The HDF5 Files produced by netCDF-4 are perfectly respectable HDF5 files, and can be read by any HDF5 application.
NetCDF-4 relies on several new features of HDF5, including dimension scales. The HDF5 dimension scales feature adds a bunch of attributes to the HDF5 file to keep track of the dimension information.
It is not just wrong, but wrong-headed, to modify these attributes except with the HDF5 dimension scale API. If you do so, then you will deserve what you get, which will be a mess.
Additionally, netCDF stores some extra information for dimensions without dimension scale information. (That is, a dimension without an associated coordinate variable). So HDF5 users should not write data to a netCDF-4 file which extends any unlimited dimension, or change any of the extra attributes used by netCDF to track dimension information.
Also there are some types allowed in HDF5, but not allowed in netCDF-4 (for example the time type). Using any such type in a netCDF-4 file will cause the file to become unreadable to netCDF-4. So don't do it.
NetCDF-4 ignores all HDF5 references. Can't make head nor tail of them. Also netCDF-4 assumes a strictly hierarchical group structure.
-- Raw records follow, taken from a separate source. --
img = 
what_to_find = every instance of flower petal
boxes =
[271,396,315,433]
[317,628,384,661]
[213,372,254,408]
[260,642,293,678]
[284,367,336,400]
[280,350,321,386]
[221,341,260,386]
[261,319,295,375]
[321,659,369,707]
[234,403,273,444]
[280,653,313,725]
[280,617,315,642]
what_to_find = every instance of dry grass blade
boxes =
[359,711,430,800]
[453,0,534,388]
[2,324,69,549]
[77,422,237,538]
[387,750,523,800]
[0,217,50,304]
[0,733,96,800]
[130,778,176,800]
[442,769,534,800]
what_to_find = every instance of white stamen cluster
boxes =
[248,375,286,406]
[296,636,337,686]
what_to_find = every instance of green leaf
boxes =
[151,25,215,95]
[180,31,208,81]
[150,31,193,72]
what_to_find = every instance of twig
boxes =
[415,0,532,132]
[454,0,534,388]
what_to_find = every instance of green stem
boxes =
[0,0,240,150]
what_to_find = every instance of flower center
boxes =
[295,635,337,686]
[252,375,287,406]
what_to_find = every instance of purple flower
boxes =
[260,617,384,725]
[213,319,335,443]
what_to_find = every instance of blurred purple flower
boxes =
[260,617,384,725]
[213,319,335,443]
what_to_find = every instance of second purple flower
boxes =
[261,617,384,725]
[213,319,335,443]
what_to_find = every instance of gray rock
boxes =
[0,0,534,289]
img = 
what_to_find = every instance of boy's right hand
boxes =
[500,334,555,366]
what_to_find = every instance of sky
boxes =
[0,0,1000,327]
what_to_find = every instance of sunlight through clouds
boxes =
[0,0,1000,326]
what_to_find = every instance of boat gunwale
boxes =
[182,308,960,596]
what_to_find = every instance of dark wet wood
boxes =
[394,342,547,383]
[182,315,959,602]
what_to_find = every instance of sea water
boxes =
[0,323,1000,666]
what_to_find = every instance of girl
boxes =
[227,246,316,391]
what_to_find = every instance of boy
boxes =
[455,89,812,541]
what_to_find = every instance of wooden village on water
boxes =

No looping, you weirdo!
Attributes can be added (they must be one of the netCDF-4 types), modified, or even deleted, in HDF5.
Assuming a HDF5 file is written in accordance with the netCDF-4 rules (i.e. no strange types, no looping groups), and assuming that every dataset has a dimension scale attached to each dimension, the netCDF-4 API can be used to read and edit the file, quite easily.
In HDF5 (version 1.8.0 and later), dimension scales are (generally) 1D datasets, that hold dimension data. A multi-dimensional dataset can then attach a dimension scale to any or all of its dimensions. For example, a user might have 1D dimension scales for lat and lon, and a 2D dataset which has lat attached to the first dimension, and lon to the second.
If dimension scales are not used, then netCDF-4 can still edit the file, and will invent anonymous dimensions for each variable shape. This is done by iterating through the space of each dataset. As each space size is encountered, a phony dimension of that size is checked for. It it does not exist, a new phony dimension is created for that size. In this way, a HDF5 file with datasets that are using shared dimensions can be seen properly in netCDF-4. (There is no shared dimension in HDF5, but data users will freqently write many datasets with the same shape, and intend these to be shared dimensions.)
Starting with version 4.7.3, if a dataset is encountered with uses the same size for two or more of its dataspace lengths, then a new phony dimension will be created for each. That is, a dataset with size [100][100] will result in two phony dimensions, each of size 100.